However, recently while testing king safety in self-play, I noticed something; the majority of decisive games are not being won or lost in the middlegame, but rather in the endgame - specifically rook endgames or endgames with a couple pieces each. The manner in which it happens is usually that Willow is shuffling around in a drawish piece endgame, then suddenly the eval spikes and after a couple moves it drops a pawn or trades into a won/lost pawn endgame (it has no problems with those, solving Fine 70 in one second for example).
It also gets itself stuck thinking its winning in drawn endgames much more than it should. I added a patch to stop it going into pawnless endgames like RvB RvRN etc., but it still has a lot of games that wind up in positions like this, where Willow thinks Black is completely winning and continues to think so until the 50 move rule finally steps in.
[fen]8/8/8/8/4rBbk/4Pp2/5K2/4N3 w - - 0 1[/fen]
What can I do to improve its endgame play? I have thought about using 2 move repetition checks at every node except the root, to stop it from delaying moves that reduce its advantage by repeating once. I've also thought about adding a scaled penalty (like "if pawns < 4 then eval = (eval/4-pawns)") to prevent trading off too many pawns, but I worry that doing that may make Willow unable to see continuations that end in a winning Lucena, for instance.
It might be too that the search just needs to be improved somehow, though I already do most of the basic stuff like LMR, PVS, NMP if both sides have a piece, etc. In an average rook endgame Willow gets to about depth 15 in one second, there's no extensions but it doesn't reduce checks.
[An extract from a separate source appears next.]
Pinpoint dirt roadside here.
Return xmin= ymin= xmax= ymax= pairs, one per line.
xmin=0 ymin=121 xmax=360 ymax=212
Maybe I should add passed pawn extensions? Or perhaps the depth it reaches just isn't enough to play endgames properly in fast testing?
As for evaluation I've got PSTs, piece values, and mobility values for the endgame. I also have passed pawn evals but that's just a general 10*rank centipawn bonus. (Even that simple passed pawn eval was enough to give a >50 elo gain in self play, perhaps improving that will help a lot?)
I'd appreciate any advice. It's getting quite annoying to try and test king safety and space evals for the early middlegame, only for it to feel like any game that isn't very clearly won going into the endgame is a coinflip!